Real gross domestic product rose 2.6 percent in the third quarter of 2022, halting the two consecutive periods of decline that occurred in the first half of the year, according to a report Thursday from the U.S. Department of Commerce.
But in the world of real estate, the nosedive from coronavirus-pandemic-era heights continued.
Fixed residential investment declined 26 percent from the second quarter to the third on a seasonally adjusted basis. This marks the sixth consecutive quarter of decline in residential investment and the largest quarterly drop since the second quarter of 2020 when the consequences of the pandemic began to ripple through the economy.
In fact, residential investment was the single greatest drag on third-quarter GDP, holding economic growth back by nearly 1.4 percentage points.
“This is consistent with other housing market data on home purchase applications, home sales, and housing starts, which showed significant weakening last quarter as mortgage rates reached multi-decade highs and as economic uncertainty grew,” Joel Kan, deputy chief economist and vice president of the Mortgage Bankers Association, said in a statement.
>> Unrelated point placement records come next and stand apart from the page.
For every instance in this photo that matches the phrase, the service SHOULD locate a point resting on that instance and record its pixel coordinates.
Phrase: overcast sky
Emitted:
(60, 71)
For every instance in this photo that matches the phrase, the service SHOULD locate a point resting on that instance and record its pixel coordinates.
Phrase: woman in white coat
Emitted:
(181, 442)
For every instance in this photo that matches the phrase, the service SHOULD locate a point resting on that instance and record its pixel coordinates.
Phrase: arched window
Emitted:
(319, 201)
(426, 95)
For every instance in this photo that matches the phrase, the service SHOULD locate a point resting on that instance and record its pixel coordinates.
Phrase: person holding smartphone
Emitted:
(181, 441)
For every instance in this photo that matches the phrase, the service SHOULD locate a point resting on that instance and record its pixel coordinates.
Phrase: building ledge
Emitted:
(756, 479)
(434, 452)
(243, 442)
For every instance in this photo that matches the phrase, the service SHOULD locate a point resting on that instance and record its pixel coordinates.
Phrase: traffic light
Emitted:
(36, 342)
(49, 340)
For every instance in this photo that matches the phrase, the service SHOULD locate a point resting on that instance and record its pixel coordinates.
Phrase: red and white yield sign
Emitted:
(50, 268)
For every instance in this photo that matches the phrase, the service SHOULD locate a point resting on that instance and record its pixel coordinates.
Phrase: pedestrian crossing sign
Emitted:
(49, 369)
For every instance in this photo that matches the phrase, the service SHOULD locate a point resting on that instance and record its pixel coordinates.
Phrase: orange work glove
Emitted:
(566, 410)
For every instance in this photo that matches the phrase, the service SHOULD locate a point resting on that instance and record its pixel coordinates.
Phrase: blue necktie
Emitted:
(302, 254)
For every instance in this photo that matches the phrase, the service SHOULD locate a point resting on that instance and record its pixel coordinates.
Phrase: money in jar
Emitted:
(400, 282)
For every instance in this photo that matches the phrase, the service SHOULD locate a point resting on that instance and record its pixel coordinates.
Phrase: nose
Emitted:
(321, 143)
Declines were particularly pronounced in single-family construction, which declined 36 percent in the third quarter. Multifamily structures declined by a more modest 5 percent in that same time.
But “other structures,” a category that includes broker commissions, also took a heavy hit in the third quarter. This category dropped by more than 21 percent in that time.
But the growth elsewhere overshadowed even these steep declines in one of the economy’s largest sectors. Net exports of goods and services boosted the total GDP number by nearly 2.8 percentage points. Household spending on services, as well as private investment in non-residential projects, also contributed to the quarterly bump.
The two periods of contraction that preceded last quarter — often used as a rule of thumb for what constitutes a “recession” — also coincided with strong job growth and other indicators. But a growing number of economists now suspect that the next time GDP shrinks, it may cut further into employment and incomes.
“Despite a strong third quarter result, our forecast is for a slowdown in economic growth in the coming quarters and for the economy to enter a recession in 2023,” Kan said in the statement. “Sharp slowdowns in global growth and tighter financial conditions have started to exert pressure on parts of the economy, in particular housing.”